Scrape API

Get the web data you need in real-time

Overview

Our /scrape endpoint allows you to get the web data you need in real-time.

Endpoint

POST https://api.datafiniti.co/v4/scrape

Input

A json object containing the urls you want to scrape data from. The json object is structured like so:

{
    "urls": []
}

You can either provide the URL you want to scrape as a string or you can choose to provide an object that contains the domain along with an identifier (e.g. SKU, ASIN) unique to the domain provided.
The following snippet contains an example of the accepted URL formats described above:

{
    "urls": [
        "https://www.amazon.com/dp/B07ZMGJCC4?productDetails&th=1&psc=1",
        {
            "domain": "amazon.com",
            "identifier": "B07ZMGJCC4"
        },
        "https://www.newegg.com/p/1Z4-002P-015K6"
    ]
}

📘

Which URL format should I use?

identifier corresponds to fields in our Product Data Schema which helps users that are already integrated with Datafiniti.

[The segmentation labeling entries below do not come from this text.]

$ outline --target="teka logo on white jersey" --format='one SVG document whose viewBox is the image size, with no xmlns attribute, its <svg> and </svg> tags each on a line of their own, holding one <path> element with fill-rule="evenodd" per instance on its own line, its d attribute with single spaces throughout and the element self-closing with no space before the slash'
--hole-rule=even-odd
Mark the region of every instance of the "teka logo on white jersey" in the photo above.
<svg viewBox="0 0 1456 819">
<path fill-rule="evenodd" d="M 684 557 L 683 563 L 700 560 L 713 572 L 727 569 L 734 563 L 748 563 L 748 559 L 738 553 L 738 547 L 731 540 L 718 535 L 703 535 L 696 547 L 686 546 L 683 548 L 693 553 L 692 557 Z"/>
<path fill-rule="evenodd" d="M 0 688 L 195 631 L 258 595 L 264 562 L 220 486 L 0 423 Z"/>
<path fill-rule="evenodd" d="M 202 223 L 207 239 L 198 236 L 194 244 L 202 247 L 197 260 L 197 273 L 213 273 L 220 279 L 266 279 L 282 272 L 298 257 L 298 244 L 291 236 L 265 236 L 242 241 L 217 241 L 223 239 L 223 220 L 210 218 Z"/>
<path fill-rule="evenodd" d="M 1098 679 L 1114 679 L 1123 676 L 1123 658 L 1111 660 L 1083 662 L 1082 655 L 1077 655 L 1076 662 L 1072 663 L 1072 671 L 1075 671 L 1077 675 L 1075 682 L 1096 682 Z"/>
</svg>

If you are unfamiliar with our schema or if identifiers are providing any confusion, simply provide URLs as strings instead.

The urls array must contain 1 URL at minimum with a maximum of 10. The URLs provided do not have to be from the same domain. We will scrape all URLs provided in the request body in parallel so long as we support them. The sources that we currently support can be found Here. Please contact customer support if the source you want to scrape is not present in the hyperlinked section.

📘

Rate Limiting

You may only make one request to the /scrape endpoint at a time.

Output

The response body returned to you is a json object that either contains a data array or an errors array. These arrays are mutually exclusive.

The presence of an errors array indicates that a fatal error occurred and none of the URLs provided in your request body were processed. The errors array will contain strings that indicate why we could not service your request. Please contact customer support and provide us with the request body that yielded an errors response should this occur to you during your usage of this feature. Please provide us with the response body returned to you as well.

The presence of a data array indicates that we were able to attempt scraping the URLs you provided in your request body. Each element in the data array will correspond to one of the URLs you provided in your request. These elements are json objects and will always contain the following fields:

  • input: An individual URL from the URLs array provided in your request body.
  • finalized_url: The resulting URL from generated from the URL you provided.
  • results: An array containing the data we scraped from the URL.
  • errors: An array containing error messages if any were encountered while attempting to scrape a specific URL. This errors array will always be present. It will be empty if no errors were encountered.
  • credits_charged: The number of scrape credits charged for the url. You will only get charged when the scrape is successful.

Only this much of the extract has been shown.